Albert Barnes' Bible Commentary
Zechariah 3:8
Thou and thy companions which sit before thee; yea men of marvelous signs are they - o It seems probable that the words addressed to Joshua begin here; else the “men of signs” would be the companions of Joshua, to the exclusion of Himself. His companions are probably ordinary priests, who sit as sharing his dignity as priest, but “before him,” as inferiors. So Ezekiel says, “I was sitting in my house, and the elders of Israel were sitting before me” Ezekiel 8:1. They are “images of the things to come” Hebrews 10:1. Isaiah’s two sons, with their prophetic names, “Haste-spoil speed-prey, and a-remnant shall-return,” were with his own name, “salvation-of-the-Lord, signs and portents” Isaiah 8:18 of the future Israel. Isaiah, walking naked and barefoot, was “a sign and portent” Isaiah 20:3 against Egypt. God tells Ezekiel, that in the “removal of his stuff, as stuff for the captivity, I have set thee for a portent unto the house of Israel” Ezekiel 12:6.
I, he explains his act, “am your portent; like as I have done, so shall it be done unto you” Ezekiel 12:11. When forbidden to mourn on the death of his wife; “Ezekiel is unto you for a portent; according to all that he hath done, shall ye do; and when this cometh, ye shall know that I am the Lord God” Ezekiel 24:24. Wherein then were Joshua and the other priests portents of what should be? One fact alone had stood out, the forgiveness of sins. Accusation and full forgiveness, out of God’s free mercy, were the substance of the whole previous vision. It was the full reinstatement of the priesthood. The priesthood so restored was the portent of what was to come. To “offer the offering of the people, and make an atonement for them; Leviticus 9:7; “to make an atonement for the children of Israel for all their sins once a year” Leviticus 16:34, was the object of the existence of the priesthood. Typical only it could be, because they had “but the blood of bulls and goats to offer, which could,” in themselves, “never take away sins” Hebrews 10:4. But in this their act they were portents of what was to come. He adds here, “For, behold, I will bring My Servant the Branch.”
The Branch - Had now become, or Zechariah made it, a proper name. Isaiah had prophesied, “In that day shall the Branch of the Lord be beautiful and glorious for the escaped of Israel” Isaiah 4:2; and, in reference to the low estate of him who should come, “There shall come forth a rod out of the stump of Jesse, and a Branch shall grow out of his roots” Isaiah 11:1; and Jeremiah, “Behold the days come, saith the Lord, that I will raise unto David a righteous Branch, and a king shall reign and prosper, and shall execute judgment and justice in the earth, and this is the name whereby He shall be called, The Lord our Righteouness” Jeremiah 23:5; and, “In those days and at that time, will I cause the Branch of righteousness to grow up unto David, and he shall execute judgment and righteousness in the land” Jeremiah 33:15. Of him Zechariah afterward spoke as, “a man whose name is the Branch” Zechariah 6:12.

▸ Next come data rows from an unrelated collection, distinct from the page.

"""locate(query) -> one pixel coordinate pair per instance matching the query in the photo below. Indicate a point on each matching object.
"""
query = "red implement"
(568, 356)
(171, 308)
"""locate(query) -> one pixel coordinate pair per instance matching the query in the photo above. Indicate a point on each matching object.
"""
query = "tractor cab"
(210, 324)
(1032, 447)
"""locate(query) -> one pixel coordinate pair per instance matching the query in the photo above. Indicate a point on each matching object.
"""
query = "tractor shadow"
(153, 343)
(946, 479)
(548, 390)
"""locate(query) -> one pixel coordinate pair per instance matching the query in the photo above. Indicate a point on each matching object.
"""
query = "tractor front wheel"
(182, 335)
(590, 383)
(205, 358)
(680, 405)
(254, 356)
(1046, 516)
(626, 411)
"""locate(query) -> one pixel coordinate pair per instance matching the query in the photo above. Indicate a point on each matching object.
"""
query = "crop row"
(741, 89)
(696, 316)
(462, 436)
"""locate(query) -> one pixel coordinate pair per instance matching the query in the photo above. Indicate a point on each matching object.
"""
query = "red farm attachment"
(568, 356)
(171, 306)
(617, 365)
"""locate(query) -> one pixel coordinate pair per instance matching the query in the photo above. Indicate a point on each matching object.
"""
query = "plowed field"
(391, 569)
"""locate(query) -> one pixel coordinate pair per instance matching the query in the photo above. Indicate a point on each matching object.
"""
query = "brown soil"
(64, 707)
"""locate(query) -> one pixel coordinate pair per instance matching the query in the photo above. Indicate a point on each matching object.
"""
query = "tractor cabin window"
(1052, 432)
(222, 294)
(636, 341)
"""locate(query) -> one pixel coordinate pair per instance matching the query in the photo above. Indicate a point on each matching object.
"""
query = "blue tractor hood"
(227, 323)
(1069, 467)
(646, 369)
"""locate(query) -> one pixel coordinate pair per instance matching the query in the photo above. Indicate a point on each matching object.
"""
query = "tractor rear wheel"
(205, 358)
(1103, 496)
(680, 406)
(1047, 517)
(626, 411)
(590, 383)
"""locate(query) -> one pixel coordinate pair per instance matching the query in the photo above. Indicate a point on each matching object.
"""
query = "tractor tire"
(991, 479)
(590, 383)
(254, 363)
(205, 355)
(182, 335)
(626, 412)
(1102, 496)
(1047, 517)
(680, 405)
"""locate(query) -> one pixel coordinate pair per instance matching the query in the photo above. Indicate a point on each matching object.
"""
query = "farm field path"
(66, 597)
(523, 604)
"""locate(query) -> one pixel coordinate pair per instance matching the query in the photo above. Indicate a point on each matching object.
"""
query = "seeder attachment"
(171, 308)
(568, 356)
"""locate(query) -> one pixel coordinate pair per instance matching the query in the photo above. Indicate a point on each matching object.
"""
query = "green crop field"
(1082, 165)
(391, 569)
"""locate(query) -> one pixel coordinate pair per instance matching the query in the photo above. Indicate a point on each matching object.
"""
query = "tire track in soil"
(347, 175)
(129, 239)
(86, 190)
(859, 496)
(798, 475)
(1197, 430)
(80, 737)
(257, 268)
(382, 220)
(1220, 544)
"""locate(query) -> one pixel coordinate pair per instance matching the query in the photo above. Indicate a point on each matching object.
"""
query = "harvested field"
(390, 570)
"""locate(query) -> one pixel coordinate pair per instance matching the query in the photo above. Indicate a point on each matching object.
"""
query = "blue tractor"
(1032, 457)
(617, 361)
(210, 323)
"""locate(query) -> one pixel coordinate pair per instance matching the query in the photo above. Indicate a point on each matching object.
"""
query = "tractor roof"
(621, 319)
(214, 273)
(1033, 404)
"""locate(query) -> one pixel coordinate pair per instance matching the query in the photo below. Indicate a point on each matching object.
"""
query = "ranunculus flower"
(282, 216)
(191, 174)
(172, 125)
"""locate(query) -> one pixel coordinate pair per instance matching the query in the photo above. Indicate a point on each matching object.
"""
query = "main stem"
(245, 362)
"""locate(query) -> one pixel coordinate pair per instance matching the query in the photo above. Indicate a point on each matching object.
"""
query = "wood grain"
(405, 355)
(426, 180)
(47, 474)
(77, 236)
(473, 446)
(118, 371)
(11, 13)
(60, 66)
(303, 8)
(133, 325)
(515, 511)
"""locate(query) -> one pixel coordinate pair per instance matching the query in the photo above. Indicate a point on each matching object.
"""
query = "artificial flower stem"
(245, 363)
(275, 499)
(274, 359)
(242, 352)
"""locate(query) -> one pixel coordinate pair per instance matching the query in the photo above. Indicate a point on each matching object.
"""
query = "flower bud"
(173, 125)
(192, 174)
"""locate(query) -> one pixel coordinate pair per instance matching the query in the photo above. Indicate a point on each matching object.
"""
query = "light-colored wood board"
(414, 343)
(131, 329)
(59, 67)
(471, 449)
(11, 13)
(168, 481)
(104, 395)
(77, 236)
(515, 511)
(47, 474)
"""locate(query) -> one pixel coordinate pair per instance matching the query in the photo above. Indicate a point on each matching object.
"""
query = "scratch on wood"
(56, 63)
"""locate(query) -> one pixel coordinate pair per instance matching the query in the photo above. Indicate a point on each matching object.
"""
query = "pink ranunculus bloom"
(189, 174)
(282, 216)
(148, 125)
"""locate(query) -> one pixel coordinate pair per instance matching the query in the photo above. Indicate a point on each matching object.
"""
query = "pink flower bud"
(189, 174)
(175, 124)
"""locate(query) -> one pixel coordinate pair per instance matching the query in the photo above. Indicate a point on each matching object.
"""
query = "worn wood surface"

Here Zechariah names him simply, as a proper name, “My servant, the, Branch,” as Ezekiel prophesied of “My servant David.” The title “My servant,” which is Isaiah’s chiefest title of the Messiah, occurs in connection with the same image of ills youth’s lowly estate, and of His atoning Death. “He shall grow up before Him as a sucker, and as a root from a dry ground” Isaiah 53:2; “a scion shall grow out of his roots” Isaiah 11:1. . Lest then God should seem to have spoken untruly, in promising to the legal priesthood that it should ever have the oversight over His house, there was need to fore-announce the mystery of Christ, that the things of the law should cease and He Himself should judge His own house through the Scion from Himself, His Son.
Osorius: “Look ye to the Branch of the Lord; set Him as the example of life; in Him, as a most strong tower, place with most becoming faith all your hope of salvation and immortality. For He is not only a Branch, who shall fill you with the richness of divine fruit, but a stone also, to break all the essays of the enemy.”